In response to queries from The Irish Times, a spokesman for Electric Ireland said the company would not comment on individual customer bills but added that it was “acutely conscious of the impact of price rises on our customers and encourage our business customers to engage with us if difficulties arise”.
He said wholesale prices have risen “at unprecedented rates and [are] currently many multiples of what would just a year ago have been deemed normal wholesale energy prices and as we have all seen, is now a pan-European issue.”
Neil McDonnell of small and medium businesses umbrella group Isme said Ms Dolan’s experience was one which many businesses all over the country were living through with some seeing energy price increase of well in excess of 300 per cent.

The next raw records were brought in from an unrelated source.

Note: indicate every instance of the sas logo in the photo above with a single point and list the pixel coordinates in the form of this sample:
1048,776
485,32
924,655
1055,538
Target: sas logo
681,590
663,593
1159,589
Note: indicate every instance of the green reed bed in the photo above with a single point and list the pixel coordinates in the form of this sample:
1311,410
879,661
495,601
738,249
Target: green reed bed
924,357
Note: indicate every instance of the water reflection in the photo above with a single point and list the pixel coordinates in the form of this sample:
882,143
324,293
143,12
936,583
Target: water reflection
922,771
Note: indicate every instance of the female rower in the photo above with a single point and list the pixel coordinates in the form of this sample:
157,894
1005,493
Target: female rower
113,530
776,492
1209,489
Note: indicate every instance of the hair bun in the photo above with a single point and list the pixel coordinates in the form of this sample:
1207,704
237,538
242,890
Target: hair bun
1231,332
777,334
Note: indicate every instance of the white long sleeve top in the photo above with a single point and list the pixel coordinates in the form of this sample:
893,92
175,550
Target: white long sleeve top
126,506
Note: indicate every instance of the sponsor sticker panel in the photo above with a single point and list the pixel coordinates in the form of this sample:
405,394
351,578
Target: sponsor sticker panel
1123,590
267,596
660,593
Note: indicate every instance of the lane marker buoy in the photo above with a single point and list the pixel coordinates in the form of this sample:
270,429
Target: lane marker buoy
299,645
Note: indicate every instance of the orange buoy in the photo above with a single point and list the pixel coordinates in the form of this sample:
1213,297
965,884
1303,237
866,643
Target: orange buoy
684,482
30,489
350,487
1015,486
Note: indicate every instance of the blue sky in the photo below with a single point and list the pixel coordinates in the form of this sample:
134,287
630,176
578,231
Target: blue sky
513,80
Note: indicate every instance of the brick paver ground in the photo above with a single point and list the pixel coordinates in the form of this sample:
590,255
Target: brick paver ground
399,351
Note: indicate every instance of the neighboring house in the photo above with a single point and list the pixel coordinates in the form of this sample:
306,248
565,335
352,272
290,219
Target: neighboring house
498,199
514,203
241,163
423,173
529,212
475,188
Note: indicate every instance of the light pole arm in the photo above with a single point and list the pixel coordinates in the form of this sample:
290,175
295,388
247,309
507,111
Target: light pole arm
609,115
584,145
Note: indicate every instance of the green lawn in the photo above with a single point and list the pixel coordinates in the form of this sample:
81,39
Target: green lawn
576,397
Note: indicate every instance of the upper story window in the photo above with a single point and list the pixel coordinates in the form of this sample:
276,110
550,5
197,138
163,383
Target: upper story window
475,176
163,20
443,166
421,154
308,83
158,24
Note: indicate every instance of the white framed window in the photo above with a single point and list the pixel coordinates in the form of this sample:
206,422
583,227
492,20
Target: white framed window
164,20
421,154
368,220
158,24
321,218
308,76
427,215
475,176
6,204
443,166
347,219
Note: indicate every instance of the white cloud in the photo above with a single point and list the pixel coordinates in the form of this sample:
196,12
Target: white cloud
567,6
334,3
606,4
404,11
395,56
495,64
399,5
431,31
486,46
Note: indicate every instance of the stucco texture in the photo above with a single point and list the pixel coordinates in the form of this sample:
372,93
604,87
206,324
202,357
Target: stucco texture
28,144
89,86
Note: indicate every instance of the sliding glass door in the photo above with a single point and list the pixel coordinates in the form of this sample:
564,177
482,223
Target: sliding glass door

“The room to manoeuvre for many businesses is tiny and they effectively have two options, they can increase their prices or reduce their operating hours and neither of those options is attractive for anyone.
He called for the Government to take immediate steps to offset the dramatic spike in the price of energy.
“There is talk of a deal being done in the WRC but the reality is the management of energy prices should be a far higher priority than any public sector pay deal and I don’t think the Government realise how toxic this is going to be, particularly in the winter if we have blackouts and rationing and that is now a very real possibility this winter.”